Golden labrador Vic is four months away from being trained as a fully-fledged guide-dog - a process which costs about $30,000.

But Guide Dog Services is not grant-funded, and the Royal New Zealand Foundation of the Blind (RNZFB) relies wholly on donations and fundraisers - such as the garage sale in Kamo next week.

Steve Compton, assistant treasurer on the Whangarei community committee for the Foundation of the Blind, said there are five puppies and 12 guide dogs in the Whangarei region alone.

"It costs in excess of $30,000 to get a fully trained guide dog. And there's no funding - we rely entirely on the generosity of the public."

The Whangarei branch of the foundation is holding a garage sale at its headquarters at 277 Kamo Road on March 9 from 8am.

It will feature all sorts of items including bric-a-brac, household goods, clothing and books, all donated by the community.
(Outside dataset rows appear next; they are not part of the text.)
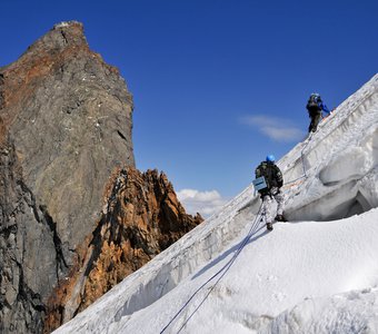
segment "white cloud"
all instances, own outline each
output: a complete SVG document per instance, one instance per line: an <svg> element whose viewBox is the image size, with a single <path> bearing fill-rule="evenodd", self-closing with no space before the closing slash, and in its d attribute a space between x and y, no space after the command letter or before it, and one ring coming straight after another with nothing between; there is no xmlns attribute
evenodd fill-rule
<svg viewBox="0 0 378 334"><path fill-rule="evenodd" d="M295 141L302 138L305 131L295 127L289 120L263 115L243 116L240 122L258 130L270 139Z"/></svg>
<svg viewBox="0 0 378 334"><path fill-rule="evenodd" d="M177 197L188 214L199 213L205 218L217 213L227 202L217 190L182 189L177 191Z"/></svg>

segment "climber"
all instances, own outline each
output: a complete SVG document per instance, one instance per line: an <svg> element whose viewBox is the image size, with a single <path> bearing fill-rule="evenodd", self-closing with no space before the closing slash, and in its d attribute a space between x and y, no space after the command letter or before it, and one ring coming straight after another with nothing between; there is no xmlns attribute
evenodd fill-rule
<svg viewBox="0 0 378 334"><path fill-rule="evenodd" d="M281 170L275 164L275 156L268 155L266 160L260 163L256 168L256 179L263 177L263 188L258 191L262 199L261 216L265 218L267 228L272 230L273 220L287 222L284 217L284 194L281 187L284 185L284 177ZM253 183L255 184L255 183ZM275 217L273 199L277 202L277 215Z"/></svg>
<svg viewBox="0 0 378 334"><path fill-rule="evenodd" d="M310 126L308 127L309 132L315 132L318 128L318 124L322 118L322 111L330 114L327 106L322 102L320 95L312 92L308 99L307 106L308 115L311 118Z"/></svg>

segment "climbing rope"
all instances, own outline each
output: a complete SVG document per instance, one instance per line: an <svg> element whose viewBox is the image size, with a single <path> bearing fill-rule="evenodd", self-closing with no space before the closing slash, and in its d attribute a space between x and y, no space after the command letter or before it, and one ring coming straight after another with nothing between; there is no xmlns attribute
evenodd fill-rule
<svg viewBox="0 0 378 334"><path fill-rule="evenodd" d="M307 170L306 170L306 166L305 166L304 151L307 148L307 146L309 145L309 143L311 141L311 138L312 138L312 134L310 134L308 141L305 144L304 148L300 151L300 161L302 164L304 174L300 177L297 177L296 179L292 179L290 181L285 183L285 186L282 187L284 189L285 188L292 188L294 186L300 185L304 181L304 179L307 178Z"/></svg>
<svg viewBox="0 0 378 334"><path fill-rule="evenodd" d="M209 289L209 292L205 295L205 297L202 298L201 303L195 308L195 311L190 314L190 316L183 322L183 324L181 325L181 327L179 328L179 331L177 333L180 333L182 331L182 328L185 327L185 325L189 322L189 320L195 315L195 313L201 307L201 305L205 303L205 301L208 298L208 296L210 295L210 293L212 292L212 289L216 287L216 285L219 283L219 281L226 275L226 273L229 271L229 268L231 267L231 265L235 263L236 258L239 256L239 254L241 253L242 248L247 245L248 240L251 238L251 236L253 236L253 234L258 230L258 227L260 225L261 222L261 207L262 204L259 207L258 213L256 214L255 220L247 234L247 236L245 237L245 239L242 240L242 243L240 244L240 246L238 247L238 249L236 250L236 253L233 254L233 256L229 259L229 262L222 266L216 274L213 274L208 281L206 281L199 288L197 288L195 291L195 293L188 298L188 301L181 306L181 308L175 314L175 316L170 320L170 322L161 330L160 334L162 334L170 325L171 323L180 315L180 313L189 305L189 303L193 299L193 297L208 284L210 283L212 279L215 279L218 275L220 275L218 277L218 279L216 281L216 283L211 286L211 288Z"/></svg>

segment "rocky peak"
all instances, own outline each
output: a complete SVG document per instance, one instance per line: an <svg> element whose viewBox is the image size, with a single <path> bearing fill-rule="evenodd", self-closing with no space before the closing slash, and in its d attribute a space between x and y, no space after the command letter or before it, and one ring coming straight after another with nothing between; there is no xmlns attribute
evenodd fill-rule
<svg viewBox="0 0 378 334"><path fill-rule="evenodd" d="M74 21L0 68L0 333L53 330L202 220L135 169L132 109Z"/></svg>
<svg viewBox="0 0 378 334"><path fill-rule="evenodd" d="M131 128L132 96L80 23L56 26L0 69L1 333L40 332L109 176L135 166Z"/></svg>

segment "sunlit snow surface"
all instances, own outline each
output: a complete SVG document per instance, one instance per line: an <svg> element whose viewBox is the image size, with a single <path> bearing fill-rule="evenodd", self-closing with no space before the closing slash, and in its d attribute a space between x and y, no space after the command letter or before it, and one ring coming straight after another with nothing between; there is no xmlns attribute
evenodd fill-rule
<svg viewBox="0 0 378 334"><path fill-rule="evenodd" d="M56 333L378 333L378 76L279 166L290 223L249 186Z"/></svg>

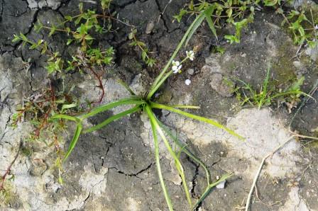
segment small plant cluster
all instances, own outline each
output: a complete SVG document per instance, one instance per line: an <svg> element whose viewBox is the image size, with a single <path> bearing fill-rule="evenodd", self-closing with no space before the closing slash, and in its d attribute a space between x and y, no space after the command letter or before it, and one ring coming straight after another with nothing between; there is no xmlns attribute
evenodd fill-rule
<svg viewBox="0 0 318 211"><path fill-rule="evenodd" d="M70 55L71 59L69 60L65 59L64 57L58 52L51 52L48 47L48 42L43 40L35 42L31 40L22 33L14 35L13 42L21 42L23 45L30 45L30 49L36 49L41 54L46 54L49 56L48 65L46 66L49 74L63 74L71 70L76 70L80 72L89 72L97 78L99 81L98 86L102 90L102 95L98 101L96 102L89 102L89 104L92 103L97 103L98 106L89 110L82 111L79 110L77 103L75 103L75 101L68 94L66 95L64 92L55 93L53 89L51 88L45 91L44 93L28 101L23 106L17 110L17 113L13 115L12 120L13 126L16 126L17 123L21 121L24 117L29 115L29 122L32 122L35 128L33 134L33 139L40 139L41 135L44 134L45 137L52 137L52 142L48 143L48 145L54 146L57 152L57 159L55 164L59 169L59 181L60 183L62 182L61 176L62 173L62 167L63 161L68 158L75 148L81 135L100 130L116 120L137 112L143 112L147 114L151 125L155 144L155 159L158 178L170 210L173 210L173 205L161 172L158 143L159 137L163 141L168 151L175 161L175 169L182 178L184 192L189 206L192 210L194 210L204 200L210 193L212 188L231 176L231 173L226 173L216 181L212 181L210 172L207 166L195 156L194 154L191 153L187 146L180 142L177 138L177 136L160 121L155 116L153 110L163 109L175 113L186 118L207 122L223 129L240 139L243 139L243 137L216 121L193 115L182 110L185 108L198 109L199 108L198 106L161 104L155 102L153 96L172 74L181 73L184 62L188 60L194 60L195 53L194 50L186 51L186 56L183 59L177 60L176 57L182 47L187 45L190 40L203 21L207 21L212 33L217 40L216 28L220 28L221 21L225 20L228 23L234 25L236 29L234 35L227 35L224 37L225 39L228 40L230 43L237 43L240 42L242 29L249 23L253 21L255 9L261 8L260 4L261 2L260 0L224 0L213 1L212 3L206 1L197 1L195 2L191 0L187 5L187 8L186 8L185 7L180 11L178 15L175 16L175 18L177 21L180 21L182 16L185 14L196 16L194 21L187 29L167 64L152 84L151 87L149 88L148 91L143 96L137 96L128 85L121 81L121 84L127 89L131 96L128 98L108 104L99 105L102 101L104 90L101 79L102 76L97 69L102 69L104 65L107 65L112 62L114 50L112 47L109 47L104 50L99 47L95 47L94 46L97 45L96 42L97 40L94 35L111 31L112 21L127 24L115 18L114 13L110 13L109 8L111 5L111 0L101 1L102 14L97 14L94 11L91 10L84 11L83 5L80 4L79 6L80 13L78 15L74 16L67 16L65 17L65 20L60 21L60 23L57 25L51 24L50 25L46 25L38 22L38 25L35 26L38 32L40 32L41 30L49 30L49 36L52 36L57 32L66 33L69 36L66 45L75 45L79 47L79 50L75 55ZM263 1L263 4L267 6L278 7L278 9L280 8L281 5L281 2L279 0ZM315 33L317 21L314 20L312 15L312 20L309 21L307 21L307 18L304 18L305 15L302 15L302 13L294 13L293 15L290 13L285 18L285 23L289 24L290 28L294 27L291 28L294 30L294 35L297 36L297 39L300 39L301 42L297 41L295 43L302 45L307 42L311 45L309 43L311 40L317 42L317 35ZM296 22L298 23L298 25L295 23ZM312 24L314 30L306 30L307 28L304 28L302 30L300 29L300 26L302 27L305 23ZM106 25L106 27L105 25ZM146 46L146 44L137 39L136 35L137 33L136 28L133 26L131 27L131 32L128 36L131 40L130 45L140 49L141 51L141 59L149 67L153 67L155 62L155 59L150 57L150 52ZM303 32L305 32L305 35ZM313 35L315 37L314 40L312 40ZM222 52L224 52L224 48L217 47L216 50ZM248 103L261 108L263 106L270 105L273 99L278 99L281 96L288 96L290 100L288 100L287 103L295 103L295 102L298 101L301 95L305 95L305 93L299 89L302 81L297 81L297 83L294 84L295 86L284 91L277 93L274 90L268 88L270 70L268 69L266 79L264 81L260 92L256 91L249 84L240 81L243 84L243 86L237 89L235 92L238 98L242 101L242 104ZM186 81L185 83L189 85L191 81ZM243 93L243 96L241 93ZM109 110L114 107L127 105L133 106L132 108L131 107L131 108L115 114L91 127L85 128L83 125L83 121L87 118L92 118L102 112ZM66 127L65 120L72 121L76 125L75 132L66 153L64 153L60 147L59 138L59 135ZM169 140L175 143L177 147L172 149ZM206 188L195 203L193 203L191 198L182 164L180 159L182 153L185 153L194 162L199 164L204 169L206 173Z"/></svg>
<svg viewBox="0 0 318 211"><path fill-rule="evenodd" d="M293 108L296 108L300 101L302 96L309 96L300 90L305 77L302 76L294 82L285 90L275 90L270 86L270 67L268 67L266 77L265 78L261 90L257 91L249 84L242 80L236 79L242 86L238 86L234 89L237 99L241 102L241 106L246 103L252 106L257 106L260 109L263 106L269 106L274 101L284 103L287 106L288 112L290 113Z"/></svg>
<svg viewBox="0 0 318 211"><path fill-rule="evenodd" d="M226 35L224 38L230 43L239 43L242 30L253 21L255 10L261 10L263 6L275 8L278 13L283 16L284 21L282 22L282 25L287 25L294 43L299 45L307 43L311 47L314 47L318 43L317 33L318 16L317 14L314 16L311 9L301 7L299 11L292 10L290 12L285 12L283 9L283 6L292 1L223 0L209 2L205 0L190 0L177 15L174 16L174 18L177 21L180 22L185 15L196 15L204 12L207 16L206 21L209 27L216 40L218 37L216 28L221 28L221 24L225 21L230 26L235 28L235 33Z"/></svg>
<svg viewBox="0 0 318 211"><path fill-rule="evenodd" d="M165 200L167 202L168 206L170 210L173 210L173 205L171 201L170 197L168 193L168 190L167 189L166 185L165 183L162 173L161 173L161 166L160 164L160 154L159 154L159 139L158 136L163 141L168 151L169 152L171 156L173 158L175 161L175 169L178 171L182 181L182 186L184 188L184 191L185 193L185 195L189 203L189 206L192 210L195 209L198 205L199 205L202 200L208 195L210 193L212 188L213 188L215 186L219 184L219 183L225 181L229 176L231 176L231 173L226 173L217 179L216 181L212 181L211 179L211 176L208 168L206 165L202 162L197 157L196 157L190 151L187 149L187 146L183 144L182 142L179 141L177 138L176 135L174 135L172 132L169 130L168 127L163 125L163 122L160 121L158 118L155 116L153 109L163 109L168 110L170 112L180 114L181 115L184 115L187 118L192 118L196 120L202 121L204 122L207 122L213 126L217 127L219 128L223 129L228 132L229 133L234 135L240 139L243 139L241 136L235 133L234 131L230 129L224 127L224 125L219 124L217 122L215 122L212 120L205 118L204 117L198 116L196 115L191 114L190 113L185 112L180 108L188 108L188 109L197 109L199 108L197 106L186 106L186 105L164 105L161 103L156 103L153 101L153 96L158 90L158 89L163 85L163 84L167 80L167 79L171 76L172 74L177 74L181 72L182 64L185 62L187 60L193 60L194 59L194 52L193 51L187 51L186 57L179 62L177 60L175 60L177 53L182 47L186 45L189 40L191 38L195 30L197 28L198 23L201 23L203 19L204 19L205 14L204 13L201 13L194 21L191 24L180 42L177 45L176 50L173 52L172 57L168 61L168 64L165 65L164 69L162 70L158 76L155 79L154 83L147 91L147 93L144 96L136 96L133 91L129 89L127 85L124 85L124 86L127 89L127 90L131 93L131 96L126 98L123 98L117 101L114 101L108 104L102 105L97 106L90 110L88 113L83 113L79 115L70 115L62 113L57 113L53 115L50 120L53 122L60 122L62 120L67 120L73 122L76 125L76 130L75 134L73 135L73 138L70 144L67 152L65 154L64 157L64 161L67 159L70 154L72 153L72 150L74 150L79 138L82 134L92 132L94 131L100 130L103 127L105 127L108 124L120 119L124 116L130 115L131 113L134 113L136 112L141 112L146 113L152 128L153 141L155 145L155 158L156 163L156 169L158 173L159 181L161 185L161 188L163 191L163 194L165 195ZM115 114L109 118L104 120L102 122L94 125L89 128L84 128L83 126L83 121L89 118L94 116L99 113L104 112L109 110L116 106L127 106L131 105L133 107L130 109L128 109L124 112ZM175 144L178 147L177 149L173 149L170 142L170 141L175 143ZM207 186L203 191L202 194L200 195L199 200L194 204L190 196L190 193L189 191L189 188L187 187L187 183L186 182L186 178L185 176L183 167L182 163L180 160L180 156L181 153L185 153L190 158L191 158L194 161L197 162L200 165L206 173L206 178L207 178Z"/></svg>

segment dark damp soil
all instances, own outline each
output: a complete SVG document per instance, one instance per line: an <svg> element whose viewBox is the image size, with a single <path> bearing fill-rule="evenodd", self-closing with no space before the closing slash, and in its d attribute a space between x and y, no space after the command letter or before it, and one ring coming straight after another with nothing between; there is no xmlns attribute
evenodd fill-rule
<svg viewBox="0 0 318 211"><path fill-rule="evenodd" d="M40 20L43 23L55 23L63 16L76 13L80 1L56 1L55 4L50 1L46 3L43 3L44 1L46 1L0 0L1 67L3 69L16 67L13 69L19 73L15 74L14 72L10 72L11 79L14 81L13 84L16 85L22 82L25 84L23 89L18 93L7 96L1 95L1 105L18 104L22 98L38 92L48 85L48 75L44 69L46 58L38 51L22 47L21 43L12 43L11 40L14 33L22 32L31 40L48 40L49 47L62 52L65 57L69 57L70 52L76 50L65 44L67 39L65 35L57 33L49 37L48 32L45 31L38 34L35 32L33 25ZM138 49L129 46L128 34L131 28L119 23L114 23L113 28L118 28L116 33L106 33L99 38L99 46L106 47L111 45L116 50L116 64L107 69L111 71L106 72L104 78L119 76L131 84L136 76L141 73L145 79L146 86L150 86L165 64L192 20L192 18L182 19L180 23L172 21L172 16L187 1L113 1L111 11L117 11L119 18L126 20L136 26L138 39L148 46L152 52L151 56L158 62L153 68L147 67L141 59ZM38 4L34 4L34 2L38 2ZM39 2L42 2L42 4ZM30 7L31 3L32 5L35 5L35 7ZM84 6L85 9L97 9L100 11L99 4L95 1L86 1ZM241 43L229 45L224 40L219 40L220 45L226 49L224 55L211 54L216 41L208 26L202 25L189 44L189 46L199 47L195 62L186 64L182 74L174 75L168 80L160 90L159 101L171 104L177 103L180 101L185 101L183 96L187 96L190 98L187 103L202 108L199 110L194 111L194 113L225 123L228 117L235 115L242 108L238 106L238 102L235 96L224 97L212 89L210 83L213 75L209 72L203 71L202 67L204 65L210 65L212 69L219 65L224 79L236 76L251 84L256 89L260 89L265 77L267 65L270 62L271 76L275 81L275 86L282 89L287 87L295 81L297 76L302 75L305 77L302 89L305 92L309 92L318 79L317 62L312 61L305 55L299 59L294 58L297 47L292 45L286 31L280 28L281 18L273 11L257 12L255 18L254 23L244 30ZM151 33L146 34L146 27L150 21L154 23L154 28ZM221 33L226 34L229 32L225 30ZM19 70L21 64L17 64L19 61L16 57L21 57L23 61L28 61L31 64L27 77L23 76ZM209 62L207 58L213 59ZM302 67L296 67L293 62L300 62ZM190 74L188 69L193 69L193 73ZM70 83L77 85L84 81L84 77L77 73L70 73L68 77L68 87L72 85ZM191 79L190 86L185 84L187 79ZM60 86L58 84L59 81L57 81L57 86ZM77 91L79 95L82 93L80 89ZM1 91L1 90L0 93ZM5 100L7 98L10 101ZM317 136L318 106L316 101L318 101L318 91L314 93L312 98L304 103L304 106L293 119L296 109L288 113L285 104L277 103L272 105L271 108L274 115L283 118L286 125L291 123L293 130L298 130L307 135ZM0 112L2 112L2 108ZM92 118L89 123L100 122L111 114L97 115ZM140 135L142 132L141 128L143 127L143 123L140 121L139 114L136 114L113 122L97 134L82 136L77 149L70 156L70 161L66 164L67 170L65 174L65 186L52 194L50 198L47 199L47 203L54 205L63 198L73 198L80 195L82 190L78 183L80 176L85 173L85 166L92 165L97 174L101 172L103 167L108 168L104 178L107 181L106 188L105 193L99 195L98 193L94 195L90 193L83 200L83 205L77 210L128 210L127 205L129 203L123 199L133 198L138 202L138 208L129 208L129 210L168 210L157 178L153 150L143 142ZM318 210L317 190L314 187L318 186L318 144L315 142L307 144L306 142L303 144L301 154L308 162L300 165L307 165L308 167L305 168L305 170L297 181L299 193L308 207L316 210ZM199 157L209 163L213 176L224 173L219 165L214 166L225 156L219 154L220 152L226 152L223 144L215 144L204 149L194 146L191 146L191 148L197 152ZM211 154L213 156L211 156ZM182 161L185 164L187 177L192 178L192 197L197 198L199 190L202 190L200 188L202 188L199 184L203 180L204 172L199 170L198 166L188 158L182 157ZM171 161L163 157L161 161L164 176L172 177L170 172ZM75 163L76 165L72 164ZM231 164L230 161L226 163L229 165ZM233 167L243 169L246 165L246 164L241 163L239 166ZM258 186L261 198L262 201L266 201L268 204L277 201L280 203L269 206L256 201L251 206L252 210L278 210L280 206L284 204L290 189L287 186L290 179L285 178L278 183L273 183L272 179L266 176L260 179ZM270 188L266 188L269 186L268 183L272 183ZM175 202L175 210L187 209L182 186L174 183L172 178L168 179L167 183ZM202 210L235 210L236 207L243 206L243 202L247 196L250 184L251 181L246 178L234 177L226 185L229 188L219 192L212 191L202 203ZM23 209L19 206L18 203L13 208ZM1 206L0 208L2 209Z"/></svg>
Donations of goods are still being accepted, and all proceeds will go to the Red Puppy Appeal, a street fundraising appeal on April 5 and 6.

There will also be stations around town collecting money for the appeal on April 4 and 5, and puppies will be at those stations, he said.

Mr Compton said the puppies are given basic training by their puppy walkers such as Vic's owner Rebecca Telfer, who look after them for 12 months. From there they are sent to Guide Dog Services for complete training.

"By the time they are two years old they are ready for their owner," he said. Owners are determined by matching the temperaments of the dogs and the blind person.

"It is absolutely transforming for their life - you see someone struggling and all of a sudden a dog comes into their life and makes it so much easier - that's what spurs us on as volunteers."

He also commends those who don't necessarily make monetary contributions but put in time and effort, for instance becoming a puppy walker.

Vic's owner Rebecca describes herself as his "puppy mummy".

"We've always had dogs, and our kids miss our dog who died - it was 14 years old," she said. "This way we get to have a dog and help the community as well."

Mr Compton said one Whangarei local is now looking after his 10th puppy.